あっと言う間に僕が視認できる範囲から飛び去っていった。

そして僕は先ほどの、聞こえていないはずの伊里野の言葉を思い出す。

 

「行って来るね」

 

パイロットスーツの分厚いバイザーと、

ブラックマンタのキャノピーを通しても、

僕には伊里野の言葉が聞こえた。

たとえそれが幻聴に過ぎなくとも、伊里野は確かに僕にそう言ったんだ。

 

「行ってらっしゃい、伊里野」

 

彼女が消えた空の彼方を見上げた僕の口から、自然とこぼれ出た言葉。

届くはずのない、それでも伊里野に届くはずの言葉。

僕はそのままの姿勢で、

いつまでも、

いつまでも、

伊里野が向かったその先を、

ただ、

ただ、

見つめていた。

 

「よう、浅羽」

 

そんな声が背後からかけられるまで。

 

 

 

 

 

 

 

 

 

 

そうして、暑かった夏も終わり、

秋が来て、冬が来て。

それでも世界は平和で、

あれ以降、戦争も無くて。

きっと伊里野が僕を守ってくれたんだと、

他の人は知らないけれど少なくとも僕だけはそう思った。

そしてその冬に、たった一つのことを僕はようやく理解できた。

伊里野加奈と言う少女は、きっとこの世界のどこにも、もう居ないんだってことを。

それを唐突に理解したのは、元旦に近所にある神社へ初詣に行った時のこと。

世界が平和でありますように、なんて柄にも無い事を願い、

ブラックマンタで戦う為に生きてきた伊里野のことを強烈に思い出し、

そして不覚にもその場でぽろぽろと泣いてしまったからだった。

その時、一緒にいたクラスメイトの須藤と妹の夕子には、

ずいぶん恥ずかしい所を見られてしまったと、今でも少し後悔してしている。

そんな冬も過ぎ、春が来て、僕らは三年生になった。

そして新しい三年生のどのクラスにも、伊里野加奈という生徒の座席は無かった。

伊里野という少女が存在したという証が、また一つ無くなってしまった気がして、僕は少しの間落ち込んだ。

そんな僕の内面の感情などお構いなしに、季節は過ぎていって…。

 

伊里野と出会い、そして別れた季節。

あの暑い夏が再びやって来た。

ただ、その夏も一昨年までと同じに、

そう伊里野と出会った去年とは違い、

ただ過ぎていくだけのもの。

僕はそう思っていた。

この後に起こる事なんて知るはずもなく。

 

 

 

 

 

 

 

 

 

 

『3年A組の浅羽直之君、3年A組の浅羽直之君。

 至急、校長室まで来なさい。

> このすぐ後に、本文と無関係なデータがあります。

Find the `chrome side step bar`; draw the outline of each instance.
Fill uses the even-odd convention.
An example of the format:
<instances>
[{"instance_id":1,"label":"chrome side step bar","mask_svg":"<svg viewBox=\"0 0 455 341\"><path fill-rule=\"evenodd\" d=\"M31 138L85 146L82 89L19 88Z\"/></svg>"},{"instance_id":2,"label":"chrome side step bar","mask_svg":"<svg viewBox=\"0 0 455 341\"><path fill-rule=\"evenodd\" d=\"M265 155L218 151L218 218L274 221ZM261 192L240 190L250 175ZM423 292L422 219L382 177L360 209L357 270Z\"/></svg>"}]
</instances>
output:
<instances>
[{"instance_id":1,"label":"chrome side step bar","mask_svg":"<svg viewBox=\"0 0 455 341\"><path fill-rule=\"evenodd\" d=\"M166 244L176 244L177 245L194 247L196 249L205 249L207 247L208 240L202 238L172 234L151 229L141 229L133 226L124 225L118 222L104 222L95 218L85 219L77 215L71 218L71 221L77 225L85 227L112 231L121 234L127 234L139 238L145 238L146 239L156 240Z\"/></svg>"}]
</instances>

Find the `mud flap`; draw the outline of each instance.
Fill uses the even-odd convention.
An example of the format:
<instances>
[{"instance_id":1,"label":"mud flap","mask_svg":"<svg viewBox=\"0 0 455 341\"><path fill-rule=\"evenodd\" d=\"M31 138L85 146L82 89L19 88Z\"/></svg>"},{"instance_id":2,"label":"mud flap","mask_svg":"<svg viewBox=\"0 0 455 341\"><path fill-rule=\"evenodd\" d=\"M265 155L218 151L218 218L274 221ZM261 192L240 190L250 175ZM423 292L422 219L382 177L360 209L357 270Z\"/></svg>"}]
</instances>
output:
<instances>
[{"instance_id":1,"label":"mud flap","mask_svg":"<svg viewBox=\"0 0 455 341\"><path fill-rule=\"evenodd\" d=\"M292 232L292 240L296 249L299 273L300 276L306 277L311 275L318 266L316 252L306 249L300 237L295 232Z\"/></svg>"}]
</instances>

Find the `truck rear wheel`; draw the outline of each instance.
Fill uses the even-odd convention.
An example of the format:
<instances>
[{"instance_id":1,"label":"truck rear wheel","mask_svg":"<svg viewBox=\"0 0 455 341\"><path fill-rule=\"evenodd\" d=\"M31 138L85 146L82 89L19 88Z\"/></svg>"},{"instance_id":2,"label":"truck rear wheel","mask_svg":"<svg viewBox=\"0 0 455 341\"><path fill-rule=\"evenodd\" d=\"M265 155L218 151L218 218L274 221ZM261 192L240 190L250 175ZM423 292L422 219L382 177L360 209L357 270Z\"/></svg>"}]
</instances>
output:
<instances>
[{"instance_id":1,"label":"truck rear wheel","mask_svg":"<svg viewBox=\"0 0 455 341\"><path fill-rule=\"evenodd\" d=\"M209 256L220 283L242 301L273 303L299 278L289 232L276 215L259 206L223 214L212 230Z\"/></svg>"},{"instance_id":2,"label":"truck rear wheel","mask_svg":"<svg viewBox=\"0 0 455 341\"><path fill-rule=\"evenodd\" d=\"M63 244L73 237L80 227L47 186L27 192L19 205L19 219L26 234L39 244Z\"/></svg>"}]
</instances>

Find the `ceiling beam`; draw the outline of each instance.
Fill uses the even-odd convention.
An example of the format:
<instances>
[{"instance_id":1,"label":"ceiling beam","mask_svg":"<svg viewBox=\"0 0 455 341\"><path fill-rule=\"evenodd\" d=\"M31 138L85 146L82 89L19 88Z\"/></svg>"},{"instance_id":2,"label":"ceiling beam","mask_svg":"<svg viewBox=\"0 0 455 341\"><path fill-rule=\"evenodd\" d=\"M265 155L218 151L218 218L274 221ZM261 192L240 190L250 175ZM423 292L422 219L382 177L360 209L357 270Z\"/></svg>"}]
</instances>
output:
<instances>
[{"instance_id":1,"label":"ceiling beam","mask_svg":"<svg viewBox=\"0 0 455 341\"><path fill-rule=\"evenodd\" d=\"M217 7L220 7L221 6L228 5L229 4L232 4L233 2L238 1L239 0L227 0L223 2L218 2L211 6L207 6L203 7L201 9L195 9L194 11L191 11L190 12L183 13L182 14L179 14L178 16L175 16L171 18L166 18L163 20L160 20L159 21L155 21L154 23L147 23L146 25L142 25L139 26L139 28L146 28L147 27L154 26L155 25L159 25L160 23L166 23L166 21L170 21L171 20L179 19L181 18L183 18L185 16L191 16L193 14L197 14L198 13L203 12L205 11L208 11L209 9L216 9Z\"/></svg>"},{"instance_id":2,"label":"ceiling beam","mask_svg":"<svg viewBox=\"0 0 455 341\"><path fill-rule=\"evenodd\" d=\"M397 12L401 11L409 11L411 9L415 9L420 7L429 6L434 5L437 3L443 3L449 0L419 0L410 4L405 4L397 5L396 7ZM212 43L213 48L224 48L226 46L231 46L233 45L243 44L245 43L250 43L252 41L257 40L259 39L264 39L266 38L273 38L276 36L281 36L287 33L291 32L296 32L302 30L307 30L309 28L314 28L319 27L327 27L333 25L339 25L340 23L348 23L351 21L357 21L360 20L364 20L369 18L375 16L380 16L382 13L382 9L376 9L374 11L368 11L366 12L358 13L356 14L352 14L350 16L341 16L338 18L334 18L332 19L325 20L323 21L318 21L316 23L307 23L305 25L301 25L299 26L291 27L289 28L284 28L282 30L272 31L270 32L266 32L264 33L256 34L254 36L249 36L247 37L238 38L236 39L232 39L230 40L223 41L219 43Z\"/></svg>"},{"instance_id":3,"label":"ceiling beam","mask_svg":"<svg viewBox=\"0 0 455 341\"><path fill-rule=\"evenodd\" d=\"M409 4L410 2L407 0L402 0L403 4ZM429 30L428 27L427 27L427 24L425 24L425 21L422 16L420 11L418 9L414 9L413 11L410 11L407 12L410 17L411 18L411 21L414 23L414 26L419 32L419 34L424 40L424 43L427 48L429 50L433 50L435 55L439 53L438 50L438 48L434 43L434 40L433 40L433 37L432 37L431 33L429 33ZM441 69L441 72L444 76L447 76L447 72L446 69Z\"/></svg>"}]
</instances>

繰り返します…』

 

夏休みまであと2日。終業式を明日に控えた日の昼休み。

良くつるんでいるクラスメイトの花村と西久保と一緒に昼食を終え、

特に何をするわけでもなくだべっていた時にかかった放送は、

普通ではあまり縁のない校長室へと僕を呼び出すものだった。

 

「浅羽、お前何かやったのか?」


「おいおい、あの先輩の後を継ぐ、園原電波新聞部の部長様だぜ?

 今更、何やってたとしても不思議じゃないだろ」

 

西久保の問いかけに対し、僕の代わりに答えたのは花村。

確かに僕は水前寺前部長の後を継ぎ、園原電波新聞部の部長になった。

とは言え、校長室に呼び出されるようなことを、しでかした心当たりは何も無かった。

精々が職員室か、生徒指導室どまりで済むはずのことばかり。

しかも、バレるような無様を晒したつもりはない。

まあこの辺のテクニックとかは、前部長の仕込みでもあるんだけど。

 

「そういうのじゃないよ、きっと」

 

呼び出しの理由はまるで解らなかったけれど、

僕は二人にとりあえずそう曖昧に答え、席を立つ。

 

「お前の事は忘れないぞ」


「骨は拾ってやるから安心して、逝って来い」

 

といった暖かい?声援を背に僕は教室を後にした。

ただ、教室を出ようとするときに須藤がじっとこちらを睨み付けていた。

きっと後で厳しく追及されるんだと思うと、呼び出しで沈みかけた気分が完全に沈んでしまった。

そんな状況で、僕は足取りも重く校長室へと向かうのだった。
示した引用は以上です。